Please feel free to let me know if you have any questions. Also, please cite our paper if you find it helpful for your research.

Bests, Kexin

DaniMlk commented 8 months ago

Thank you so much for your prompt reply. So, by not stacking the data, we can not use a batch size more than 1. Is that a valid statement?

Cassie07 commented 8 months ago

Thank you so much for your prompt reply. So, by not stacking the data, we can not use a batch size more than 1. Is that a valid statement?

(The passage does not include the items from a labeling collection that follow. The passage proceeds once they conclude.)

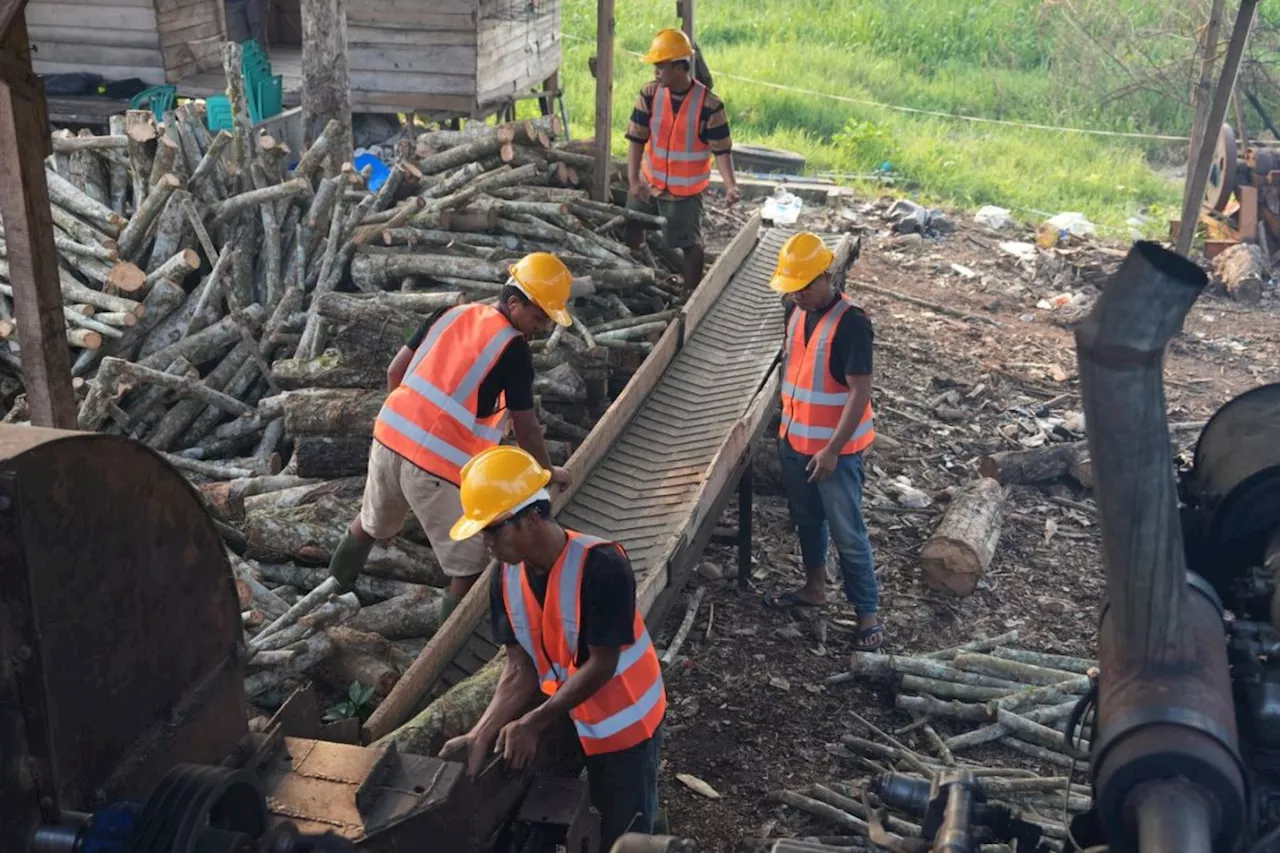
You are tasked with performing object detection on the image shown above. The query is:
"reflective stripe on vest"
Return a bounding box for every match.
[502,530,667,756]
[374,305,520,484]
[778,293,876,456]
[641,81,712,196]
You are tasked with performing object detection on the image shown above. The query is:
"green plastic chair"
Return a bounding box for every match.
[129,83,178,120]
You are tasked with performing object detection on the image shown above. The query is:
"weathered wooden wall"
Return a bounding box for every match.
[27,0,165,83]
[476,0,561,109]
[347,0,476,113]
[155,0,227,83]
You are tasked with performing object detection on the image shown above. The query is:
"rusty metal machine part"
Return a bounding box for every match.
[1073,242,1245,853]
[1201,124,1240,210]
[0,427,248,850]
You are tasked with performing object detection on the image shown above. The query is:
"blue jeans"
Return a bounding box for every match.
[584,726,662,853]
[778,438,879,616]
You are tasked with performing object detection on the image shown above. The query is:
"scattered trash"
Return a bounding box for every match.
[760,184,804,225]
[973,205,1016,231]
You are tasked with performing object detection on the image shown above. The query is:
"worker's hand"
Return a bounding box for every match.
[550,465,573,491]
[494,713,540,770]
[627,174,649,201]
[804,447,840,483]
[439,731,493,779]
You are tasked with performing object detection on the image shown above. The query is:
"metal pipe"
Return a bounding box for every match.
[1129,779,1213,853]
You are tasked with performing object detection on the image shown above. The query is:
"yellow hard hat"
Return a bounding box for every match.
[449,444,552,542]
[769,231,836,293]
[509,252,573,327]
[640,29,694,65]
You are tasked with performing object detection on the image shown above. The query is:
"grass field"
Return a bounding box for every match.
[562,0,1274,231]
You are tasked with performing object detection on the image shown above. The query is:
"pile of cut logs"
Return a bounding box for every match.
[772,631,1098,849]
[0,44,685,717]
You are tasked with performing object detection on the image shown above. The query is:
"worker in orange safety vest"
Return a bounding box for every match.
[329,252,572,624]
[765,232,884,651]
[440,446,667,850]
[627,29,742,291]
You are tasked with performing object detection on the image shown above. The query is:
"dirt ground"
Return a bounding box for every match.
[655,194,1280,852]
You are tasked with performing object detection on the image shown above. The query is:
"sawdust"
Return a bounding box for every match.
[655,189,1280,852]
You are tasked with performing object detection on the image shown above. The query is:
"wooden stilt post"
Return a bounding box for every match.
[1176,0,1258,255]
[591,0,613,201]
[0,9,76,429]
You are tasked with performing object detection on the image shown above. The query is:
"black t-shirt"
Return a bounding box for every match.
[489,537,636,666]
[404,309,534,418]
[786,293,876,386]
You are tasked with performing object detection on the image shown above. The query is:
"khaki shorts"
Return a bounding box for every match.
[627,193,703,248]
[360,441,489,578]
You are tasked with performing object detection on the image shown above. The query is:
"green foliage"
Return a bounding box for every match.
[324,681,374,722]
[545,0,1280,229]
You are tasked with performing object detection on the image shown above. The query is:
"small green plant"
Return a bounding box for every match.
[324,681,374,722]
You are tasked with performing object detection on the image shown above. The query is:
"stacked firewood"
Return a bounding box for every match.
[772,631,1098,847]
[0,44,686,701]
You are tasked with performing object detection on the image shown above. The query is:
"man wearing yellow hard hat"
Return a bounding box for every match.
[627,29,742,289]
[440,446,667,850]
[765,232,884,651]
[329,252,572,622]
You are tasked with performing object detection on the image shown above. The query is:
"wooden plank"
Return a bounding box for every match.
[347,26,476,49]
[681,213,760,336]
[591,0,614,201]
[347,45,476,74]
[636,363,782,612]
[28,27,160,49]
[32,60,165,86]
[24,40,164,68]
[553,312,681,510]
[27,3,156,31]
[0,18,77,429]
[351,69,475,95]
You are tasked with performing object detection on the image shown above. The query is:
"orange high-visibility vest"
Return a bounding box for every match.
[641,81,712,197]
[374,304,520,484]
[502,530,667,756]
[778,293,876,456]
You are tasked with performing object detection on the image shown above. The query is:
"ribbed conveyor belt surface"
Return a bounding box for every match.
[558,222,790,573]
[427,223,842,688]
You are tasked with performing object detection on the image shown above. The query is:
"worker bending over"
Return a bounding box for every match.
[329,252,572,624]
[767,232,884,651]
[627,29,742,291]
[440,447,667,850]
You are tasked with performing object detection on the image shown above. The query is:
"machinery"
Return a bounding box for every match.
[0,427,599,853]
[1201,124,1280,254]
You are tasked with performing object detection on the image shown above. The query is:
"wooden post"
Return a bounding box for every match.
[1176,0,1258,255]
[302,0,352,169]
[0,9,76,429]
[676,0,698,41]
[1183,0,1224,222]
[591,0,613,201]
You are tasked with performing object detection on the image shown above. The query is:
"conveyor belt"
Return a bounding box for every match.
[375,219,852,734]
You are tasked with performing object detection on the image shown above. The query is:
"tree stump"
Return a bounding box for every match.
[920,478,1007,597]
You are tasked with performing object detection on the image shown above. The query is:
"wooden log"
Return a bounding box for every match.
[988,648,1098,675]
[919,629,1018,661]
[242,496,448,587]
[293,435,372,478]
[372,649,506,756]
[1213,243,1270,305]
[351,588,440,640]
[952,652,1079,685]
[921,473,1007,597]
[119,173,182,260]
[978,442,1089,485]
[45,169,125,234]
[849,652,1024,690]
[241,627,334,699]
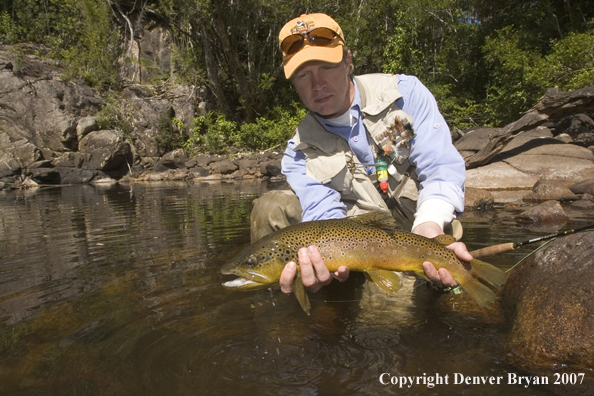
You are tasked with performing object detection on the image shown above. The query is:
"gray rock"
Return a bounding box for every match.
[524,180,578,201]
[464,187,494,210]
[208,159,237,175]
[454,127,500,153]
[516,201,569,223]
[52,152,89,168]
[76,117,99,139]
[554,114,594,139]
[260,161,281,177]
[79,130,133,172]
[501,232,594,395]
[569,179,594,195]
[154,149,188,172]
[29,168,61,184]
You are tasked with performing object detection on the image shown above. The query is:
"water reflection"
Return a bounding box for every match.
[0,182,584,395]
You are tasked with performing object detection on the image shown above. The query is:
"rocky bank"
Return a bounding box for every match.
[0,48,594,208]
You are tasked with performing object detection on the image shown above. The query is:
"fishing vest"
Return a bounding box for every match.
[293,74,418,229]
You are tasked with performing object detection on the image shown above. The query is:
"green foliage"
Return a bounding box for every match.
[532,28,594,91]
[154,114,187,153]
[235,103,307,150]
[63,0,119,89]
[95,96,134,140]
[184,111,238,154]
[0,11,18,44]
[184,103,306,153]
[0,0,594,135]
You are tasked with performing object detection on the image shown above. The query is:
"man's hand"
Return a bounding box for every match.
[413,221,472,287]
[279,246,349,294]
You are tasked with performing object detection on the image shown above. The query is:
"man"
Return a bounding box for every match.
[252,14,472,300]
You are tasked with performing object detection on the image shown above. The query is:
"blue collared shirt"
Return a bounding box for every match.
[282,75,466,221]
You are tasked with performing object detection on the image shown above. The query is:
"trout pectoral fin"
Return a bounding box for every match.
[365,270,402,294]
[293,275,311,315]
[433,234,456,246]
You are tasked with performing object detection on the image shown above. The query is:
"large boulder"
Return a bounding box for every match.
[501,232,594,395]
[516,200,569,223]
[78,130,133,173]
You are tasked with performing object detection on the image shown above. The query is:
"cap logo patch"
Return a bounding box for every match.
[291,21,315,34]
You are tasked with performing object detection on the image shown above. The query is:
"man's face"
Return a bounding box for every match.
[291,52,355,118]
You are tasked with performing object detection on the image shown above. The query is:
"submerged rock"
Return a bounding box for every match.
[516,201,569,223]
[501,232,594,395]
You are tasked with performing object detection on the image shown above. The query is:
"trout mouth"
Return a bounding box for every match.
[223,271,273,289]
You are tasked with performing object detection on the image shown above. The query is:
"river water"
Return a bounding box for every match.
[0,182,587,396]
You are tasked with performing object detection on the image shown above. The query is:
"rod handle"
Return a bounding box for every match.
[470,242,515,258]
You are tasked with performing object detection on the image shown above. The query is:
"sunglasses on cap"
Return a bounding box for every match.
[281,28,340,56]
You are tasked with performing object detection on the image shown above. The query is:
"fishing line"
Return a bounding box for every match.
[505,229,594,272]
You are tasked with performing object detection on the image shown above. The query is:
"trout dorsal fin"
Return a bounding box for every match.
[433,234,456,246]
[347,210,398,231]
[293,274,311,315]
[365,270,402,294]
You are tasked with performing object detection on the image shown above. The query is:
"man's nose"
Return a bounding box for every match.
[311,73,326,91]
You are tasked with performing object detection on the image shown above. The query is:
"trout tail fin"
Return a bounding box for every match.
[461,277,495,307]
[470,259,505,289]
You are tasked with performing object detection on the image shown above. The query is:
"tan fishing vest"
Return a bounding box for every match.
[293,74,418,229]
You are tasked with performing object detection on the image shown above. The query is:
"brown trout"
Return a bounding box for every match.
[221,215,505,314]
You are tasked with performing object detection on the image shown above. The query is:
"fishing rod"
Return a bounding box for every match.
[470,224,594,258]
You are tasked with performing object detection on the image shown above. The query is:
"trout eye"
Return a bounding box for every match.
[245,257,257,268]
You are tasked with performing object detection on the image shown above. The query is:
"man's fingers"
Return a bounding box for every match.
[332,265,349,282]
[279,261,297,294]
[448,242,472,261]
[423,261,458,287]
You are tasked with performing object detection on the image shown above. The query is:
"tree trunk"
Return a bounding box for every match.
[212,8,255,121]
[198,20,231,114]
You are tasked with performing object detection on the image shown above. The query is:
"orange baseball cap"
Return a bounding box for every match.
[278,14,344,78]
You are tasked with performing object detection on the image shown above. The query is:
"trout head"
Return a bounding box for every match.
[221,241,294,290]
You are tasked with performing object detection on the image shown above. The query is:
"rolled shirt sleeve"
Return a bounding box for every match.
[397,75,466,229]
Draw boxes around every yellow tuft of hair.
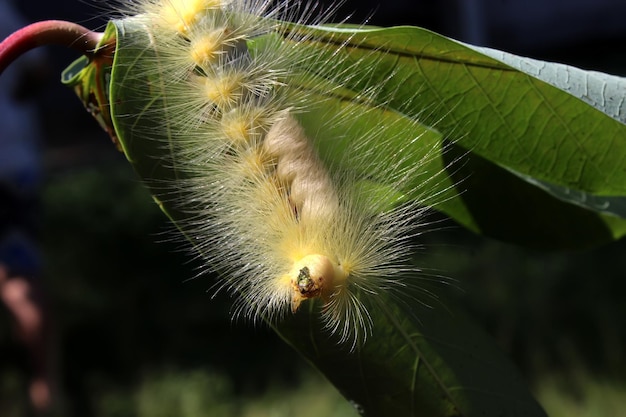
[159,0,222,34]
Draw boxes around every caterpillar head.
[288,254,347,313]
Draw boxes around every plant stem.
[0,20,102,74]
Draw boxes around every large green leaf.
[272,26,626,248]
[79,20,544,417]
[59,11,626,416]
[276,288,545,417]
[286,27,626,196]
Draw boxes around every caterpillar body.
[111,0,444,347]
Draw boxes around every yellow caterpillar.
[116,0,444,347]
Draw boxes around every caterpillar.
[108,0,448,347]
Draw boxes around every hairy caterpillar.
[112,0,446,346]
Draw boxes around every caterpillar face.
[117,0,438,346]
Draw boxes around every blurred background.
[0,0,626,417]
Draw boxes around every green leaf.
[91,20,544,417]
[275,277,545,417]
[286,27,626,195]
[272,25,626,248]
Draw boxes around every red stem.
[0,20,102,74]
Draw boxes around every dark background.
[0,0,626,416]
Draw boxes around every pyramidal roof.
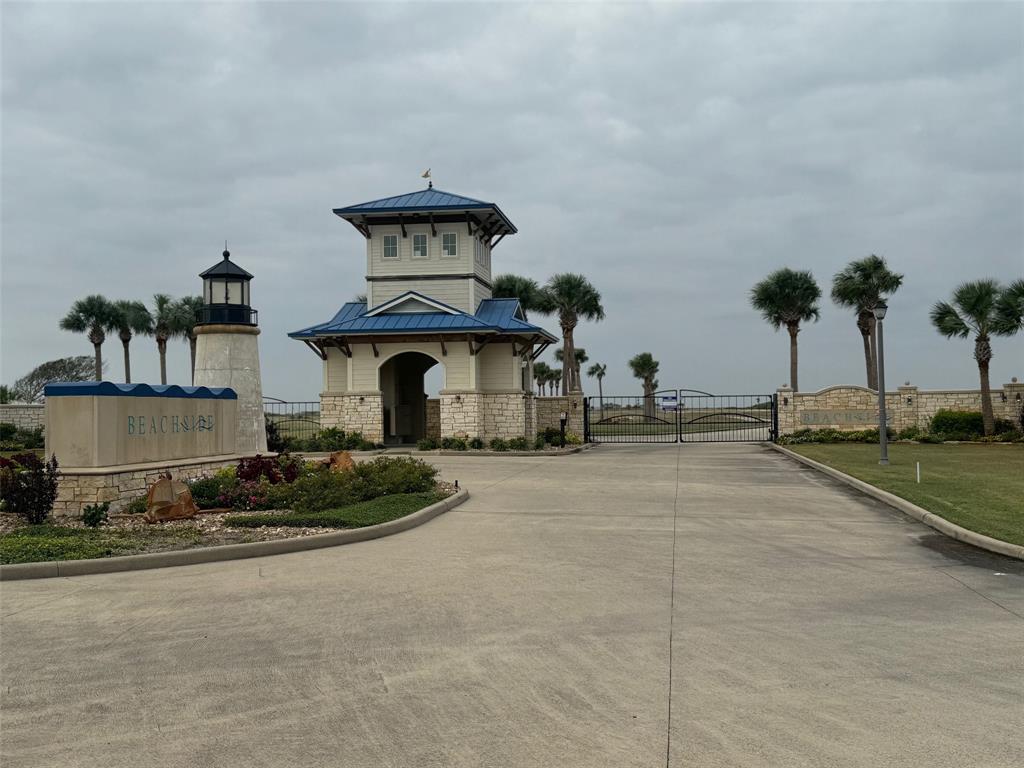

@DaniMlk In our study, the batch size is 1. However, this batch size setting is not because of the various sizes of the gene tensors. As mentioned before, even if each group of the gene tensors has a different size, we have already aggregated them into a list, which has a consistent size (length) of 8 for each patient. This operation can ensure that different sizes of gene tensors will not affect your use of the dataloader.

x_path, x_omics, censorship, survival_months, label, patient_id = next(iter(dataloader))

print(len(x_omic))
> 8

If you want to use a larger batch size, the number of patches in each patient slide is actually related to the concern you mentioned before. For each patient, they have a different number of patches. In this way, they cannot be stacked in dataloader. You may need to ensure the patients in each batch have the same number of patches or modify your dataloader collate_fn. But for the current gene list setting, I think it will not hinder you from increasing the batch size.